Walking into Blueberry Hill, swarming alongside the over-glittered plasticati club-goers mingling zealously with tattooed and folically ambivalent hipster regulars, one might be struck, giggling, at this poseur tap-dance taking place over the cultural powder keg in the Duck Room beneath us.
Grinning, White Russian in hand, this writer found the way downstairs towards the legendary stage.
Tonight the bill is owned by the Delmar Kingz, whom the bartenders have been passively suggesting to fringe yupsters more interested in Jeremy Maclin's yards per reception this evening than the congregation of rap zealots.
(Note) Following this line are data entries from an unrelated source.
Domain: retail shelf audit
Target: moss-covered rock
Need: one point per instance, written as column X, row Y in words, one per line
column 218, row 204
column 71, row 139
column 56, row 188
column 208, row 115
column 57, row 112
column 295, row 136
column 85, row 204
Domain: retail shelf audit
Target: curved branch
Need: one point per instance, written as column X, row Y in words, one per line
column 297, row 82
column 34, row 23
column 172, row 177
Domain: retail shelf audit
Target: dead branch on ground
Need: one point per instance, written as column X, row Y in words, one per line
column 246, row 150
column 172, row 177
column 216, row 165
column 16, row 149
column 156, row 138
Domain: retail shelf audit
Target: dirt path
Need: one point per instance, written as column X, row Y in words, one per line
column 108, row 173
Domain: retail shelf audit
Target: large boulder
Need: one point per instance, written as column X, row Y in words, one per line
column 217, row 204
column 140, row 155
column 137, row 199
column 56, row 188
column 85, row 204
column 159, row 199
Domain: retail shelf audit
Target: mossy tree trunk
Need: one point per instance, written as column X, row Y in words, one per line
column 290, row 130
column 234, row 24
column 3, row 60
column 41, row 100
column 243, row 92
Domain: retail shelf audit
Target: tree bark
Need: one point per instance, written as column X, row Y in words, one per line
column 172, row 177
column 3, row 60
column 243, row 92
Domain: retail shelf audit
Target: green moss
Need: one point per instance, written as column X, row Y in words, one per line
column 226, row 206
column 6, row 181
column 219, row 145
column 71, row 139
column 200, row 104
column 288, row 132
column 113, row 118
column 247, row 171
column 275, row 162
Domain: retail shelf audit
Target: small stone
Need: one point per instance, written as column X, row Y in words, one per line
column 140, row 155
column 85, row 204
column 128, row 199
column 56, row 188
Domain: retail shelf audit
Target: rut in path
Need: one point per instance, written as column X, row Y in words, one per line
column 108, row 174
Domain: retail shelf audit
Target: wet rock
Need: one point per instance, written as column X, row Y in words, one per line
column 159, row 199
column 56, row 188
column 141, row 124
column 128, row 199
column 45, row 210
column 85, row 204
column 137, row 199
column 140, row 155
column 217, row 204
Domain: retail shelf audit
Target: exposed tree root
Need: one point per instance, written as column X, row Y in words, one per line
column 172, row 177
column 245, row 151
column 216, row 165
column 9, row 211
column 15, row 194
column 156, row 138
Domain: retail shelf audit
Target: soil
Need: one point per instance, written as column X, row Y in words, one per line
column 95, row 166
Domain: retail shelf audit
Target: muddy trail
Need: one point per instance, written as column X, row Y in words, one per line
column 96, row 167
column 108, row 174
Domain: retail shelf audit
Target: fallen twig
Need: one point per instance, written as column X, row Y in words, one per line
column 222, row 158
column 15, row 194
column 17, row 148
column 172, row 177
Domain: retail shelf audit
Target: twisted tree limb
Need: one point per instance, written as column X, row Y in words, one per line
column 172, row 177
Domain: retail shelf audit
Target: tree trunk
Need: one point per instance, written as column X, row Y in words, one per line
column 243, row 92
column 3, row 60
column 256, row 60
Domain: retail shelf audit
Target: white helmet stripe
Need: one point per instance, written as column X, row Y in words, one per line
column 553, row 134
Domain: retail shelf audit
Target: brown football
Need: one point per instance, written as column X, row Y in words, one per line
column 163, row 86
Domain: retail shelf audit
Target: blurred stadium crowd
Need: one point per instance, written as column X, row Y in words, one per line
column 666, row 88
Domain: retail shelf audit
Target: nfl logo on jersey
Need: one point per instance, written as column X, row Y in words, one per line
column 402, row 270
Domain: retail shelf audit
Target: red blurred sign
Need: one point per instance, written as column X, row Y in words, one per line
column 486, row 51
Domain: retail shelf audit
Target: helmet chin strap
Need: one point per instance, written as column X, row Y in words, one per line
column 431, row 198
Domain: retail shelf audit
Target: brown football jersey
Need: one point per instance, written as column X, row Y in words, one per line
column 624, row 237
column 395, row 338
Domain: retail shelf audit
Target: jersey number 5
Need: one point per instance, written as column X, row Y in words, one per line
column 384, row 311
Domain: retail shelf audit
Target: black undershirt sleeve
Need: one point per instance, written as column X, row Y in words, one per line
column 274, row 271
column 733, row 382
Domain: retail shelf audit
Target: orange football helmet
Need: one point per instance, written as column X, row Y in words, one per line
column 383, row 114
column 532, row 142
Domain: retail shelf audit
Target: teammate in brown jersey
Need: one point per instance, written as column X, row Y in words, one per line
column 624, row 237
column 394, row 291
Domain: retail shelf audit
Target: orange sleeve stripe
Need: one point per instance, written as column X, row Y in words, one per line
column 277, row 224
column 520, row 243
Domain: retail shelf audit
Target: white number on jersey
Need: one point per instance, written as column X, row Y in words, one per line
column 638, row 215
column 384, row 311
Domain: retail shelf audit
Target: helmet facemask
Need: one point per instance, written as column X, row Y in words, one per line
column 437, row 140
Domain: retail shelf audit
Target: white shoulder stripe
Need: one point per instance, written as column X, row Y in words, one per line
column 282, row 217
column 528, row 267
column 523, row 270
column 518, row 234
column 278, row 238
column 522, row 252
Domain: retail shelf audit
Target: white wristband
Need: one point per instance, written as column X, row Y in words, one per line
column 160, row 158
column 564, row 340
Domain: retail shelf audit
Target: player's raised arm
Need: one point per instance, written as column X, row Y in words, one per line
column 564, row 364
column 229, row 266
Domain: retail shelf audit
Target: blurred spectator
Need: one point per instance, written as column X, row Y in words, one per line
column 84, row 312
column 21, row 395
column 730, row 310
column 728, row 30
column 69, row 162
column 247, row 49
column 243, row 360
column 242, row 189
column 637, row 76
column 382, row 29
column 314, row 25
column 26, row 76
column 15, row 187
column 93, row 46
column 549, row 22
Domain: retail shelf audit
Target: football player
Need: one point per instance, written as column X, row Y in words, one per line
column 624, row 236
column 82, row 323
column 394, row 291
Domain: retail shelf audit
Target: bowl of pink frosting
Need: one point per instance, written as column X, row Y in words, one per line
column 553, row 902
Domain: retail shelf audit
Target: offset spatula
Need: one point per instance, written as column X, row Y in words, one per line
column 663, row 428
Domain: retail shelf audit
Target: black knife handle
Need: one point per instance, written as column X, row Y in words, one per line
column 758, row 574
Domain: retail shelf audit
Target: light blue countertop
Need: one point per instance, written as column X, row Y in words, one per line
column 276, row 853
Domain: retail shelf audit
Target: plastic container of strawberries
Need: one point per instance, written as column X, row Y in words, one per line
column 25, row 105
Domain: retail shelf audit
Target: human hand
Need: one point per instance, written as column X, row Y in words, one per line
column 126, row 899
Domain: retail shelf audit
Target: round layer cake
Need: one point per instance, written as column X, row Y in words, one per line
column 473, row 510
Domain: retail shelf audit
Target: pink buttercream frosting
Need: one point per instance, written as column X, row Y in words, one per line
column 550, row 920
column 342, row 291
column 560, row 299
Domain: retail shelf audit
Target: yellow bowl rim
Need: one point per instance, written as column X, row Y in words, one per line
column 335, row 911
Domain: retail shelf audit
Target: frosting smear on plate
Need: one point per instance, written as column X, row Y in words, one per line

They, conversely, are ready to hear these, their high priests, eviscerate any pretense of socioethical introspection set to tracks so sick they belong on a junkie's arm. One can only think, with bemused pity, "their loss."
The Perfect Strangers, for those of you still dozing peacefully, have been considered the standard for quality rap in St. Louis for years. Their latest album is "Life on Film."
Veteran producer/emcee Capo, possessor of one of St. Louis' most distinctively recognizable voices (think Eminem minus whatever it is you do not like about Eminem, and you are close) has been turning the blank canvases of St. Louis streets into stark reflections of our great city's viscous and often brutal ideologies without sacrificing a crucial (and effortless) ability to make the girlies get out on the dance floor and lose their minds.
His longtime partner in crime, Gage - no amateur himself on the drum machines - plays a rhyme scheme like John Coltrane played a saxophone reed.
Throw in their turntablist DJ Trog, with guest appearances by St. Louis DJ legend K-nine, and the result is hip-hop as hip-hop should be - compelling.
"This album just happened; I wish there were more of a design to it than that," Gage said after much prodding. "I'd like to think we were the type of group who could lounge around and pontificate over what Descartes, or Charlie Parker or Dostoyevsky might consider worthwhile expenditures of 'art' … but, uh … we're not.
"Those priorities don't necessarily exist for us. We see things as they really happen, [and] we relate them as such … Lies taste like a mouth full of pennies," Gage said.
Perfect Strangers' new disc, "Life on Film," is the soundtrack to a life they find unfolding around them - for better or worse.
Dedicated production mastermind SV provides half of the thematic audio, as Capo handles the rest. But in an increasingly St. Louis practice, the traditionally self-contained unit has employed various luminaries such as 40 'til 5's DJ Urban-1, and relative newcomer Domingo, in order to expand their shared vision.
Urban-1's permeating "Bless the Mic" lays an infectious framework for the emcees to do exactly that, while Domingo's "Another Way" is the aural representation of what Capo calls "Living, wishing you had everything that you needed and then suddenly realizing you have everything you need."
"Life on Film" might have taken shape so naturally that the score wrote itself more quickly than artists involved were able to even recognize its completion, but the fact remains that - agenda or no - there's finally a soundtrack fit to evoke the heat of our summers, the poured concrete of our winter skies.